Business Reporter
DAIRIBORD Holdings, one of the major players in Zimbabwe’s dairy sector, has reported an 18 percent jump in quarterly revenue to US$31, 3 million for the three months ending 31 March 2025, overcoming “a strained operating environment marked by liquidity constraints and erratic utility supplies” . The listed firm credited its performance to robust demand for beverages and food products, alongside strategic shifts in production and distribution.
However, the group highlighted persistent economic hurdles, including liquidity shortages and cost-push inflation, which squeezed margins. Frequent power cuts and water supply disruptions further escalated operational costs, forcing reliance on pricier alternatives. Pricing distortions in formal retail channels also prompted the company to adapt its route-to-market strategies, prioritising agility in response to shifting consumer dynamics.
During the period under review,
the company processed 9, 95 million litres of raw milk during the quarter, an 8 percent increase from 9, 18 million litres in the same period last year. This accounted for 36 percent of Zimbabwe’s total milk output, which grew modestly by 3 percent nationally.
Consolidated sales volumes rose 14 percent, bolstered by expanded production capacity. The beverages category—led by Pfuko maheu and Quickbrew tea—surged 24 percent, contributing two-thirds of total sales. Foods followed with a 19 percent increase, driven by yoghurts and Rabroy tomato sauce. Liquid milk volumes, however, dipped 6 percent, attributed to temporary production halts at the Steri Milk plant and reallocation of milk to yoghurt manufacturing.
Export volumes climbed 36 percent year-on-year, reflecting stronger regional demand. Notably, 95 percent of sales were conducted in US dollars (up from 85 percent in 2024), insulating the firm from local currency volatility.
Revenue growth outpaced volume increases, aided by a favourable product mix. According to the trading update released by the group, emphasis is on high-margin items, such as yoghurts and ready-to-drink beverages, and this offset pressures in the liquid milk segment.

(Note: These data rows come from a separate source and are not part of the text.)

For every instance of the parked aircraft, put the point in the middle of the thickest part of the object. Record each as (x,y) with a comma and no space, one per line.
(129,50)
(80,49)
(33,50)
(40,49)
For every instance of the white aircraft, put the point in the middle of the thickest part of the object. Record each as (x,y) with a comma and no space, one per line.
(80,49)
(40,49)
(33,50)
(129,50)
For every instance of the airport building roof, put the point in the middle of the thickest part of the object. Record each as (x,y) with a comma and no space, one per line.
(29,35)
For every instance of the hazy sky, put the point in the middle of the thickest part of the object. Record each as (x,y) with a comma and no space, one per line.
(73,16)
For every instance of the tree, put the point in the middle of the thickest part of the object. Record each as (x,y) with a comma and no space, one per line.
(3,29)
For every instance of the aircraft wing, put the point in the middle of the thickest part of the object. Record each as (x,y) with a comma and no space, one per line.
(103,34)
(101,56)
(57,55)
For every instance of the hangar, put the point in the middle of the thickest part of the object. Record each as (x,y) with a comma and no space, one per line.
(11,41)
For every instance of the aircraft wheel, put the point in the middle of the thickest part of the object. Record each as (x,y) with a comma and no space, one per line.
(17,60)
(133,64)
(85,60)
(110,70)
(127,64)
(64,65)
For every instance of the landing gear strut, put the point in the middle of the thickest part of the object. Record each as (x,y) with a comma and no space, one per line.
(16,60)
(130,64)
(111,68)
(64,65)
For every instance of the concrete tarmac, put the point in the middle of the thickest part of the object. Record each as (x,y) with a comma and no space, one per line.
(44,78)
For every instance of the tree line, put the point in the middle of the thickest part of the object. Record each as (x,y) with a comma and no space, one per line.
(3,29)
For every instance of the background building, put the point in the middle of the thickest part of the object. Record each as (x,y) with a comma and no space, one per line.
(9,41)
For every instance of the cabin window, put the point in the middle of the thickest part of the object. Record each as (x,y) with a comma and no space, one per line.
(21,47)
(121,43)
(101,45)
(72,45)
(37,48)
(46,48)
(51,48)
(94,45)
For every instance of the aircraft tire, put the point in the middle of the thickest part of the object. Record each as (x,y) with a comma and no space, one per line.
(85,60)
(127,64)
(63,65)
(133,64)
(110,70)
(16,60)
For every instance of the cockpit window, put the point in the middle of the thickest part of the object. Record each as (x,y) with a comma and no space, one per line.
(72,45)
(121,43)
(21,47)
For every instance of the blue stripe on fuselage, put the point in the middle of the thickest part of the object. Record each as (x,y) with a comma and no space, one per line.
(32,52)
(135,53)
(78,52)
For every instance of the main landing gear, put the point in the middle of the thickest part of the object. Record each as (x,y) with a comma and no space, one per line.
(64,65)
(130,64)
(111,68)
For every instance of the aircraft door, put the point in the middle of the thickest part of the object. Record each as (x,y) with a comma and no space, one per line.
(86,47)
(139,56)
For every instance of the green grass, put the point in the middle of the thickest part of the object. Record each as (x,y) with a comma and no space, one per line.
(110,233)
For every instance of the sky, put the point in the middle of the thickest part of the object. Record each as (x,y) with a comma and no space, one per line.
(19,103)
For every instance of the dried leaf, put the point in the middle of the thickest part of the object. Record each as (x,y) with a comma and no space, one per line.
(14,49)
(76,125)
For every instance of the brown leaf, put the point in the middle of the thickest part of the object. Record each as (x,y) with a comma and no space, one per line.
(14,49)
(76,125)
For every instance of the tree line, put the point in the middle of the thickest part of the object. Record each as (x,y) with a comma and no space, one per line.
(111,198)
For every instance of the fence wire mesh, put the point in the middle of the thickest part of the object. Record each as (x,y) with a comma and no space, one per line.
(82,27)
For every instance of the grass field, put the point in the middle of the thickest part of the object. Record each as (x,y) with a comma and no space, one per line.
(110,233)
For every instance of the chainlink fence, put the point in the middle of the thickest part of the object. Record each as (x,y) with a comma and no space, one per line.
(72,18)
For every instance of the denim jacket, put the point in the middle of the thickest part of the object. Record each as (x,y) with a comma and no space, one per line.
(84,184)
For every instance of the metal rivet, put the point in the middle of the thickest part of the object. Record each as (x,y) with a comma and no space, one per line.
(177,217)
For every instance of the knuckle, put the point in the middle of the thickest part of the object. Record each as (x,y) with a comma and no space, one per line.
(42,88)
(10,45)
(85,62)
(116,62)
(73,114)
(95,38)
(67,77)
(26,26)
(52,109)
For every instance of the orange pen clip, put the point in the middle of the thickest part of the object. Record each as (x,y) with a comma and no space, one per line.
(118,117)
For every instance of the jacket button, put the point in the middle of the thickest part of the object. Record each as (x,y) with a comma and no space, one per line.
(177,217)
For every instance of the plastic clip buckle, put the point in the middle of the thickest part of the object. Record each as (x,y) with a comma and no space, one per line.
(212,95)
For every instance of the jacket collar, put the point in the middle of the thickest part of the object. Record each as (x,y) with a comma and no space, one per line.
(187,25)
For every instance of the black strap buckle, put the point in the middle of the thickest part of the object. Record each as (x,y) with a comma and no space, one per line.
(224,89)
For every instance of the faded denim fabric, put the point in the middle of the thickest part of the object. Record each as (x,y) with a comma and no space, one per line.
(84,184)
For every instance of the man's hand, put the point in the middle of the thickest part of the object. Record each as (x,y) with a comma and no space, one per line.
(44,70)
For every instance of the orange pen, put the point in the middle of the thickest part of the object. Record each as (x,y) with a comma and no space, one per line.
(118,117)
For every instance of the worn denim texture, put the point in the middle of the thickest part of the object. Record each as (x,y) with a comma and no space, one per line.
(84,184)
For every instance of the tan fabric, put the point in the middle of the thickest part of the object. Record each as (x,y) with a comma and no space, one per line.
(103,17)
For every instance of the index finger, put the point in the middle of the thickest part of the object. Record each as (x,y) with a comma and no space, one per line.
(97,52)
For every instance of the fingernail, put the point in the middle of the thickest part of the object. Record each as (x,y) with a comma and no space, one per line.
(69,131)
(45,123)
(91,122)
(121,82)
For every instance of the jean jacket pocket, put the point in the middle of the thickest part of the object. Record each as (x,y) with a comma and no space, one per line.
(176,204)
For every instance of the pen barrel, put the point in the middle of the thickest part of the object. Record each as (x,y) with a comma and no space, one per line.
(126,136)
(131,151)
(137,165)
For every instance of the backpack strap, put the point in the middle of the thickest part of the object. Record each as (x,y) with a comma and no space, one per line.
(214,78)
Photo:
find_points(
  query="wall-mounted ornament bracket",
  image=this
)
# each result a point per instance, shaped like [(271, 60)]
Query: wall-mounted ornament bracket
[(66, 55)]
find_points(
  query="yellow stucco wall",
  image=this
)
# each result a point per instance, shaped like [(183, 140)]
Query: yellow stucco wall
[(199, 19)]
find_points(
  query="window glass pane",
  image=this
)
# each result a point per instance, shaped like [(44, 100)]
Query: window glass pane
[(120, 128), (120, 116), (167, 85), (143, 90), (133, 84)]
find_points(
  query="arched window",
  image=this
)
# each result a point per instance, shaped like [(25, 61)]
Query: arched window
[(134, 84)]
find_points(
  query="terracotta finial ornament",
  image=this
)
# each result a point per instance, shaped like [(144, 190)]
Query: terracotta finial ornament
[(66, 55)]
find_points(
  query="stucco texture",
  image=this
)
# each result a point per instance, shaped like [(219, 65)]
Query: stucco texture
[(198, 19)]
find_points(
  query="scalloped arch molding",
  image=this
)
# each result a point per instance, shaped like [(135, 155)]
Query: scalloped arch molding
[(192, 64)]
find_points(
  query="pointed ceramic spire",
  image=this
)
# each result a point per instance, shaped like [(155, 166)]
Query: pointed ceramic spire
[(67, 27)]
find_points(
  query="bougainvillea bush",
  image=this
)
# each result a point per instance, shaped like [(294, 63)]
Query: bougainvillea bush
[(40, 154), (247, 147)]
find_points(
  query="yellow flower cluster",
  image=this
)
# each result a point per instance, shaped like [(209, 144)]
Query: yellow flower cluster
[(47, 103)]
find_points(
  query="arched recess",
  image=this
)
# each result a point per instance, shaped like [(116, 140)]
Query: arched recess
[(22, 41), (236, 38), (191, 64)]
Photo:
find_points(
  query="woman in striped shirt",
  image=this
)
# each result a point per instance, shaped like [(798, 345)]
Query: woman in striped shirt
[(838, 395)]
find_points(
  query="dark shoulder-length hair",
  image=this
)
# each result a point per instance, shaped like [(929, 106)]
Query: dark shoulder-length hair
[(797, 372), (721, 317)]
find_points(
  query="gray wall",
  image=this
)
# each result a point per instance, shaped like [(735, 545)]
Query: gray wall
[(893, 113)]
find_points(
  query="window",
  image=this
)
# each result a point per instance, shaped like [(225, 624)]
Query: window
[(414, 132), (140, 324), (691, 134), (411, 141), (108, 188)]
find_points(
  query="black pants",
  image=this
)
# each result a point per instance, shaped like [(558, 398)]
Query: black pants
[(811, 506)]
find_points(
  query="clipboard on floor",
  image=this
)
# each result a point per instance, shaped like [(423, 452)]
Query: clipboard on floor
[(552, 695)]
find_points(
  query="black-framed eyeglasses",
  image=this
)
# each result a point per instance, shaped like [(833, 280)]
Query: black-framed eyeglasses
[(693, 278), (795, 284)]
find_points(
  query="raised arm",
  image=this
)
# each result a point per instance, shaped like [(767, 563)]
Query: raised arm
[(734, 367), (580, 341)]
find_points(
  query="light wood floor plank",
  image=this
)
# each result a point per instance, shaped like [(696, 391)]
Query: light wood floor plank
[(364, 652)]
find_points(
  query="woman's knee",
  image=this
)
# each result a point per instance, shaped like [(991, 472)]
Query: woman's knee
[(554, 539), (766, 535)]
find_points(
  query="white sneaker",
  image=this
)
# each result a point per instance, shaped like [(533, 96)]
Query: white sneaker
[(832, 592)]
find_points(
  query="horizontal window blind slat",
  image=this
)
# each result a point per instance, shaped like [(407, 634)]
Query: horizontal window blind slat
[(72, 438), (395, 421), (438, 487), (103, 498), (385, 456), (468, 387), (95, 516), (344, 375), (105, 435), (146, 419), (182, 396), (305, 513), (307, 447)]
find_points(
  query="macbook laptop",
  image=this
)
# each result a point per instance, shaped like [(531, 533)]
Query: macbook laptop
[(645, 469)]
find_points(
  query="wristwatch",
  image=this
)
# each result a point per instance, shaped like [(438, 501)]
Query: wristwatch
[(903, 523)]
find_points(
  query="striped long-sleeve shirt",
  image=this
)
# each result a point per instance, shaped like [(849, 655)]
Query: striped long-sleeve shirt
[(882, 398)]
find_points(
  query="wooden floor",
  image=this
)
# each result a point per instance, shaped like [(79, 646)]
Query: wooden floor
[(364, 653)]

In the outlook, Dairibord expressed optimism for the second quarter, citing enhanced production capacity and improved product availability.
“We remain focused on cost containment and cash generation to sustain financial resilience,” stated Company Secretary Maurice Karimupfumbi.
The firm aims to capitalise on export opportunities while navigating domestic utility and liquidity challenges.
Commenting on the trading update, analyst Walter Mandeya of Trigrams Investments said while the decline in liquid milk sales underscores vulnerability to operational disruptions, Dairibord’s pivot towards value-added products like yoghurts highlights its adaptability.
“The shift to dollar-denominated sales further signals prudent financial management in Zimbabwe’s volatile economy.
” Investors will monitor whether the firm can maintain momentum amid persistent infrastructure and macroeconomic hurdles, ” said Mr Mandeya.